I have a Porter-Cable six gallon pancake air compressor that makes a racket when doing its job.  My question is whether anyone has managed to construct a viable chamber of any sort to dampen the noise substantially while permitting sufficient airflow to the compressor. If so, would you mind sharing your design?


----------



## England14 (Feb 16, 2008)

Put my compressor in a storage shed about twenty feet away from shop and ran air line underground to shop.  I can still here the compressor but not like it was when in the same room.


----------



## alamocdc (Feb 16, 2008)

I haven't made one, Mike, but I recently saw an article (online somewhere) whre a fellow built a sound dampening box for his shop vac and said it worked quite well. I would imagine the same thing could be done for a compressor, but I'd be worried about heat.


----------



## leehljp (Feb 16, 2008)

Here is a link that I did for a Dust Collector and within that link is a link to a "box" that quietens the DC system. One thing that I learned was that the best sound dampening comes when ALL sections including INLET AND OUTLET edges for the box's air flow are covered. 

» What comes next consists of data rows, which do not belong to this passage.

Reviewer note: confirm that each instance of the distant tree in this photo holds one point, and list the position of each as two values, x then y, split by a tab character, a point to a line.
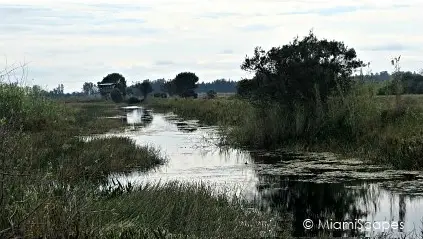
189	94
145	88
118	79
116	95
304	71
246	87
89	88
220	86
59	90
184	82
211	94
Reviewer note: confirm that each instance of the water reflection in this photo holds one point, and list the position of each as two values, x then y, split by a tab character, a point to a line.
307	186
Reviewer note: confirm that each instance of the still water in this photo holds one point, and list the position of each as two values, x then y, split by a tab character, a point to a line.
320	187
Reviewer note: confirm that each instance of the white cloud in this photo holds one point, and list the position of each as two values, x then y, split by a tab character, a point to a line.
71	42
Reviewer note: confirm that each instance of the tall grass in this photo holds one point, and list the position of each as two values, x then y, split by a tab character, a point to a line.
216	111
55	185
359	123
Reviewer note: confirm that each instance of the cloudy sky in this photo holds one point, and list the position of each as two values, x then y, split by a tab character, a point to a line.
72	42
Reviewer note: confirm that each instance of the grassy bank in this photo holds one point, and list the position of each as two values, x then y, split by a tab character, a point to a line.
50	180
360	124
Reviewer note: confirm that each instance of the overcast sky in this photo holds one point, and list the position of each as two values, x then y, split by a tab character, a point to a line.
72	42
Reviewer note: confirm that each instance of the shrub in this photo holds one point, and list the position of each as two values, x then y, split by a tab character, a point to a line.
116	96
211	94
133	100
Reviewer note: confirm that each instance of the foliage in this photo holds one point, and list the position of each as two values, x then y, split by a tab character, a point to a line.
211	94
220	86
133	100
118	79
160	95
59	90
116	95
189	94
412	83
89	88
183	83
53	183
304	71
145	87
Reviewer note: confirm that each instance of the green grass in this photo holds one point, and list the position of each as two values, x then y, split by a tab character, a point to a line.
361	124
51	180
215	111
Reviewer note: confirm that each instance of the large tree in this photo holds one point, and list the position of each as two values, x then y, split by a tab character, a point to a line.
304	71
118	79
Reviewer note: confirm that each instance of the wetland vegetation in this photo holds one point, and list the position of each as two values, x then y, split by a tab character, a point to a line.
63	158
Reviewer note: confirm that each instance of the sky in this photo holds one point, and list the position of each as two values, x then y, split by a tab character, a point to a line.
72	42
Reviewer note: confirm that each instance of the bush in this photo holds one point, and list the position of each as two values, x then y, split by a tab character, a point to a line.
116	96
133	100
189	94
160	95
211	94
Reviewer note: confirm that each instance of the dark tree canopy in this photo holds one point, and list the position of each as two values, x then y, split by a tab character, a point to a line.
118	79
306	70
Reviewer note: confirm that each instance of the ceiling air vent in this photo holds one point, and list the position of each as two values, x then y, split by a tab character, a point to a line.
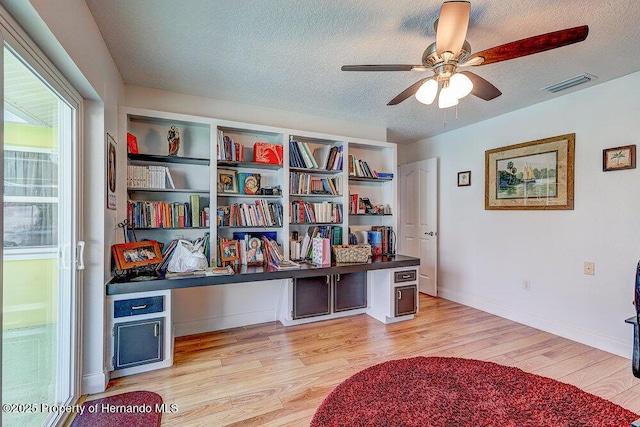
573	81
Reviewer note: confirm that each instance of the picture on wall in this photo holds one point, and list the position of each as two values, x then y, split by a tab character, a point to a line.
531	175
619	158
111	172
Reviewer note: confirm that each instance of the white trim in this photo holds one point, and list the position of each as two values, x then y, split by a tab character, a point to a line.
603	342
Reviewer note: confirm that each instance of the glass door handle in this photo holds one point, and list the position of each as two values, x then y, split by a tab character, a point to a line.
80	256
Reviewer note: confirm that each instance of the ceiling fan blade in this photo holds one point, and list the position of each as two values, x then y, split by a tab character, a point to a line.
482	88
452	26
532	45
408	92
384	67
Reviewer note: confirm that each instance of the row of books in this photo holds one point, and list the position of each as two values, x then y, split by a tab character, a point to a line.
149	176
359	205
259	214
325	157
322	212
304	183
360	168
300	247
228	149
156	214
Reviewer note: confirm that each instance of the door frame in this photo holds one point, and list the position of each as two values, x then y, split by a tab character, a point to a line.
16	38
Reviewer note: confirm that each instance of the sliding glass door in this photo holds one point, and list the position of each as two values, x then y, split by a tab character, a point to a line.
40	251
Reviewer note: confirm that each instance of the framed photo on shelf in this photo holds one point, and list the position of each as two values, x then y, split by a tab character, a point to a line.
619	158
534	175
136	254
227	181
229	250
464	179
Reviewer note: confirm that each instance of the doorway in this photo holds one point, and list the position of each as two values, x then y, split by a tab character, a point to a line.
40	257
419	220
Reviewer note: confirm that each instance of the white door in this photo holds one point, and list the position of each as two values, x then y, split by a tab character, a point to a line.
419	220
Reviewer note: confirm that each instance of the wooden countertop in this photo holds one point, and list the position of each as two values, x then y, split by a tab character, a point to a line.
255	274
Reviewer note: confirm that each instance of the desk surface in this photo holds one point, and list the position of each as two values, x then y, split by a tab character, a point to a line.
254	274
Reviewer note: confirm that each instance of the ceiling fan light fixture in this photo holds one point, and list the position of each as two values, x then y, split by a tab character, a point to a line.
427	92
447	96
461	85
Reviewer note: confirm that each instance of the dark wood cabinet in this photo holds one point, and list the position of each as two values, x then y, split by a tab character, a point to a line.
406	300
349	291
138	343
311	296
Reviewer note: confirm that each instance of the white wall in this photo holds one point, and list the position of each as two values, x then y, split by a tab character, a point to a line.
153	99
484	255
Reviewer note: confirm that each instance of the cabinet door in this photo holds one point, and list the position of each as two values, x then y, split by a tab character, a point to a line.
311	296
406	300
138	343
350	291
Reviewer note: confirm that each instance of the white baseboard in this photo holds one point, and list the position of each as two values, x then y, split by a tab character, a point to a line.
94	383
555	327
223	322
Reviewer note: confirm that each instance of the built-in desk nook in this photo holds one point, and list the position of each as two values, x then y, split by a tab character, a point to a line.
141	329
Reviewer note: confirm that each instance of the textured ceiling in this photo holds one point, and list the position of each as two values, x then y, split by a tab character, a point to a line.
287	54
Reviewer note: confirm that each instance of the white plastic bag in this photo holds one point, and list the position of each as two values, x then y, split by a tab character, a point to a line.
187	257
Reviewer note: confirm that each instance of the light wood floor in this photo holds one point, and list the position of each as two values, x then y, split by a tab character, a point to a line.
269	375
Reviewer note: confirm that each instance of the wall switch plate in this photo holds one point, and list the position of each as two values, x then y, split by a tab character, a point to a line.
589	268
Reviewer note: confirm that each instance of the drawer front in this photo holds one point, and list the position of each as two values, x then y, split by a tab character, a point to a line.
137	306
404	276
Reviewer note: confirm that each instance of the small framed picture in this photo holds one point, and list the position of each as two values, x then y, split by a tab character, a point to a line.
227	181
464	179
229	250
136	254
619	158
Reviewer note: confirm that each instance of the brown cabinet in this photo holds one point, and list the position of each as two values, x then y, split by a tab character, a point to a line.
313	296
349	291
406	300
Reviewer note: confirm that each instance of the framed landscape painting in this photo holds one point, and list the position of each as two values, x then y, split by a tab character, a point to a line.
531	175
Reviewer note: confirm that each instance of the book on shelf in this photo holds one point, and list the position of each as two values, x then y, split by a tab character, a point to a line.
219	271
321	154
284	265
195	210
170	179
228	149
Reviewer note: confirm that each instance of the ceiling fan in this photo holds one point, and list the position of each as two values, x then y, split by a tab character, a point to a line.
451	51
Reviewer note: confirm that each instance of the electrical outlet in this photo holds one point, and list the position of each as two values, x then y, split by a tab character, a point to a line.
589	268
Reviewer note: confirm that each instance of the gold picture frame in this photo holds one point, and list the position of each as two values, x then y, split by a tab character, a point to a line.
619	158
227	181
534	175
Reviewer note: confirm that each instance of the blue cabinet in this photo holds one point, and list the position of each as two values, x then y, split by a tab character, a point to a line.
138	343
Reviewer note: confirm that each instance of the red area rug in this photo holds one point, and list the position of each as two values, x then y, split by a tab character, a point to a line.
133	409
436	391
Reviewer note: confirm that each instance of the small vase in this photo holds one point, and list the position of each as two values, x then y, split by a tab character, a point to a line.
173	136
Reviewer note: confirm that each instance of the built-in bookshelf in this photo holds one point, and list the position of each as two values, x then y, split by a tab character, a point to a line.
167	196
254	180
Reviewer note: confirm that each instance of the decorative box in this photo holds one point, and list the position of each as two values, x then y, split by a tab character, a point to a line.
264	152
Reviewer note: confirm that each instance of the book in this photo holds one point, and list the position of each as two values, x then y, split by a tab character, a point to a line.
195	210
284	265
321	154
169	179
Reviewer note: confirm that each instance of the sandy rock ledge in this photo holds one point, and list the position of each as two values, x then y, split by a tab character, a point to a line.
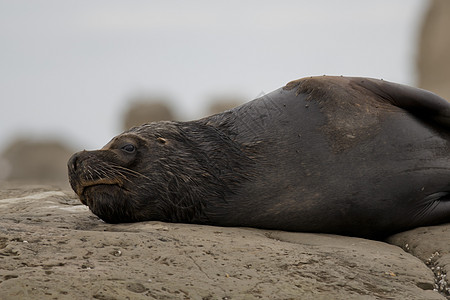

http://www.penturners.org/forum/topic.asp?TOPIC_ID=33477

For you, I think you will need some kind of small fan to pull air in and push air out of the box to remove the heat. Do this in a baffled inlet and exhaust for the greatest noise reduction.  In baffles and edges, I used a very thick felt carpet that construction people use to place on finished floors to walk over.

In placing carpet on the inside walls, I used mostly carpet squares and the easiest way to attach them were with 3M type of spray adhesives.

On the box that I made, (unlike an air compressor box) The air is exhausted into a small bag INSIDE the box in a chamber under the DC itself. The exhausting air flows out of the bag, up and over the DC unit and out the baffled exhaust, pulling all heat with it.

ADDED NOTE: IF you placed it in a box about 4 feet tall, with carpeted exhaust openings at the top - with say - the top raised 2 or 3 inches above the walls with corner braces of 2x2, all heat could escape without the need of a fan. If all inside surfaces were covered with carpet, the dampening effect would be considerable. IF you cover the outside too, it would cut down even more on noise. 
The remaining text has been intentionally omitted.